Tuesday, November 20

Supreme Court Grants Cert. on Awesome California Labor Case - And Also Some Gun Thing.

I know, I know. Everyone's talking about D.C. v. Heller, the Second Amendment bombshell of a cert. grant. Believe me, the D.C. Circuit version, Parker, was my life for 3 months of moot courtness this fall. I'm interested.

But if you want to talk guns, you're in the wrong place - unless it's a postal service article or something - and Heller was not the only cert petition granted today.

The Supremes agreed to hear a challenge of a California labor statute that prohibits employer communication during a union campaign. The case, Chamber of Commerce v. Brown, could give the Court a chance to define the extent an employer's noncoercive speech is protected by the 1st Amendment or Section 8 of the NLRA. Except, of course, that it's been long-settled that both of those things are true, so, that's dangerous.

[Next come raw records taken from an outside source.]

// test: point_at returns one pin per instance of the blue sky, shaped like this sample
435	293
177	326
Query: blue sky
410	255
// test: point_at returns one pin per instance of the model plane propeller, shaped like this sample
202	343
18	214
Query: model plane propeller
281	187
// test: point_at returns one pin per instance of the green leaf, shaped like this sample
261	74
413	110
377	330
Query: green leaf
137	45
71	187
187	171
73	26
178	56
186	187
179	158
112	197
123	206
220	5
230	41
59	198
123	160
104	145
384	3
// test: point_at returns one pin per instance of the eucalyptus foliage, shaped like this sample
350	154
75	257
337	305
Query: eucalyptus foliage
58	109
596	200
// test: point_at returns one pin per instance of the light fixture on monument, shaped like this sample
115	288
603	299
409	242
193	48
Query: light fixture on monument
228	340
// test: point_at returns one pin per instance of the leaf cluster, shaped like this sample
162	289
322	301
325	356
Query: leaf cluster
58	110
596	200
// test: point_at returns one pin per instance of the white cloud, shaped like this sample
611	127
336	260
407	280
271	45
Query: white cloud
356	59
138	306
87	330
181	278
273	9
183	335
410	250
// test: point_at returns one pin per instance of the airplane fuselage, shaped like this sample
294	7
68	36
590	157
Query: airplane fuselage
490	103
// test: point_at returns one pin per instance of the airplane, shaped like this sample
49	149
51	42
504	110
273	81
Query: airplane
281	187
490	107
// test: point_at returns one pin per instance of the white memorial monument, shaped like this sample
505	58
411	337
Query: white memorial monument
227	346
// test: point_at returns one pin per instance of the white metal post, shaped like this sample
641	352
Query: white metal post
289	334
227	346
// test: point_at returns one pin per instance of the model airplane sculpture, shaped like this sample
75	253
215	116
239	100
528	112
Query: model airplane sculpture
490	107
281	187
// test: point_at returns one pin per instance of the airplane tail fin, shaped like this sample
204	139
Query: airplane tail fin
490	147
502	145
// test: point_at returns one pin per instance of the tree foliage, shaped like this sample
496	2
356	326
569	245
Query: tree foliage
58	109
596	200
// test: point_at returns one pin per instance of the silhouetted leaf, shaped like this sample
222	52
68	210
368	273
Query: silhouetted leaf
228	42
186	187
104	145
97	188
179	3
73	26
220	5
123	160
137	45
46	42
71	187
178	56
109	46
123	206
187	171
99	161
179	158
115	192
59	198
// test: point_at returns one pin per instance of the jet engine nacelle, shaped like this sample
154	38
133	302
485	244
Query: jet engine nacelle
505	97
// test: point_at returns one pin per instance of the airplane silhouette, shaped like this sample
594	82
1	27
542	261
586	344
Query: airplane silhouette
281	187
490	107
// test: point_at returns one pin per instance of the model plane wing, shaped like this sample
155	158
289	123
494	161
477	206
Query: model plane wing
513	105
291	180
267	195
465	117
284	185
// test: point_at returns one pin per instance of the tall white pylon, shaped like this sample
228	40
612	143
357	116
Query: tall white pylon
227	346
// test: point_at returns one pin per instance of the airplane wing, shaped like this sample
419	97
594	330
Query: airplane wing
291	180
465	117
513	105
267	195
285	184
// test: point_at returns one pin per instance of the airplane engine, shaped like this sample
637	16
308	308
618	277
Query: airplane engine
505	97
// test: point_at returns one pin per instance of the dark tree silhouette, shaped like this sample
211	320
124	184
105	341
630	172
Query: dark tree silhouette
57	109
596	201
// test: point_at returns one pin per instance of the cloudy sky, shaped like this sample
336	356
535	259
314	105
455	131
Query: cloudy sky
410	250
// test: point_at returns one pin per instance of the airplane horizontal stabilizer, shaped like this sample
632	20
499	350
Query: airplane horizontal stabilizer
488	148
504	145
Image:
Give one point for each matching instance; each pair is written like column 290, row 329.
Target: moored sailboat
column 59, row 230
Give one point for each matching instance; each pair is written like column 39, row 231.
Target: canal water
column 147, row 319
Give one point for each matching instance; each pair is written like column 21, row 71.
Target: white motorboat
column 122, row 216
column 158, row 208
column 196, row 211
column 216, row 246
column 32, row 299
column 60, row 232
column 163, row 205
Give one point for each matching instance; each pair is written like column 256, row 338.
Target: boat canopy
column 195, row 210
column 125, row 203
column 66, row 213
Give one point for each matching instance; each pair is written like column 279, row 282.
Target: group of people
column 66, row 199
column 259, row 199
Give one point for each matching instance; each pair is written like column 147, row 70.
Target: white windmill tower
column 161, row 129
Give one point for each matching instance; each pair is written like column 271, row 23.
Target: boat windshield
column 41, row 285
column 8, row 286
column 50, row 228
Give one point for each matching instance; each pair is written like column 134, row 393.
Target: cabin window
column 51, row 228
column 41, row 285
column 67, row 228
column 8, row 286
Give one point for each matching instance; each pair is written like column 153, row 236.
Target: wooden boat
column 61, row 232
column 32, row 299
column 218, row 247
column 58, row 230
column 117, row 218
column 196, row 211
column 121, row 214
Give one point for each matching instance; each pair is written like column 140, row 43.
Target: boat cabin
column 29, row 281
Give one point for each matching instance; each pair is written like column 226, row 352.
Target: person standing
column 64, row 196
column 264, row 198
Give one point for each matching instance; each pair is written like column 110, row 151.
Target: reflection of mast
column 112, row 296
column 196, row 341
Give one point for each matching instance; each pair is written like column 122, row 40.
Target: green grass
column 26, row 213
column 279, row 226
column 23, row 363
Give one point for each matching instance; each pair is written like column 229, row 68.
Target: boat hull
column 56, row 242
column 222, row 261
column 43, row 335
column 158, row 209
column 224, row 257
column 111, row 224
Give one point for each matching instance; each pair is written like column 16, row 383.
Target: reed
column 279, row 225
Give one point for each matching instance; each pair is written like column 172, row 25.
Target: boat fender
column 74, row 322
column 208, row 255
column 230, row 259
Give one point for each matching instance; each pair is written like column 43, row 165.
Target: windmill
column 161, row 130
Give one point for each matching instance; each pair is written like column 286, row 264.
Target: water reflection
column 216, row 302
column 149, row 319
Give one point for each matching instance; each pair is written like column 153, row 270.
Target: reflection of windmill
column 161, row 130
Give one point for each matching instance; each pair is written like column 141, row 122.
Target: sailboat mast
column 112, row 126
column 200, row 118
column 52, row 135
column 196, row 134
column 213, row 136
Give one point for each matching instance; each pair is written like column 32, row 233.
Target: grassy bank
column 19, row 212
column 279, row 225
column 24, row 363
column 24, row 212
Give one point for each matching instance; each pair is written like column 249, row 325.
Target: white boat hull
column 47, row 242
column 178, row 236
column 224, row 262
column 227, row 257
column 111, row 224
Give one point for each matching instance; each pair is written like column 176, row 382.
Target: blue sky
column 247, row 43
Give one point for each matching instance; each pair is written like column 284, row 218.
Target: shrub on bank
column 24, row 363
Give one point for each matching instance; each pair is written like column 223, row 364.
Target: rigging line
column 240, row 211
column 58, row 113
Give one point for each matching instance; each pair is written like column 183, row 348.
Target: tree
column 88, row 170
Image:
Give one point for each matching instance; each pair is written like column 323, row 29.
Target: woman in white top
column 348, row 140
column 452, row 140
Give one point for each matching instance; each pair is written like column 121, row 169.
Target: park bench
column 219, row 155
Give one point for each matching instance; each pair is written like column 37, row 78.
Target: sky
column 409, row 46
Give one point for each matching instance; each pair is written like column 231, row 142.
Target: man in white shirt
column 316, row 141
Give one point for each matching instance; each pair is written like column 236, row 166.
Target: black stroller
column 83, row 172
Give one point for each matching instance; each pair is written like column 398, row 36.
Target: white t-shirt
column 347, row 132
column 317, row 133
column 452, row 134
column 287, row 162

From the Petition for Cert.:

[The statute] forbids employers that receive either a state "grant" or over $10,000 from a "state program" from using those funds "to assist, promote, or deter union organizing," which is defined as "any attempt by an employer to influence the decision of its employees in this state or those of its subcontractors regarding either ...[w]hether to support or oppose a labor organization that represents or seeks to represent those employees ... [or] [w]hether to become a member of any labor organization," This proscription applies to "any expense, including legal and consulting fees and salaries of supervisors and employees, incurred for research for, or preparation, planning, or coordination of, or carrying out, an activity to assist, promote, or deter union organizing."

The 9th Circuit held en banc that the state law wasn't preempted by the NLRA because it only tangentially touches on noncoercive speech. And then it got good:

[The 9th Circuit held that the statute was not preempted] because noncoercive employer speech is neither actually nor arguably protected by the NLRA. It held that section 8(c) of the NLRA does not grant employers speech rights but "simply prohibits their noncoercive speech from being used as evidence of an unfair labor practice."

Wow. That could be a thing.

We're thinking that SCOTUS is going to overrule the 9th Circuit here. Why? Two reasons: 1) the Roberts Court is clearly pro-business, and this case, brought by the California Chamber of Commerce, is as "business" as they come, and 2) the Supreme Court always overrules the 9th Circuit. Seriously, their like the Buffalo Bills - it doesn't matter how good they are, they're never going to win.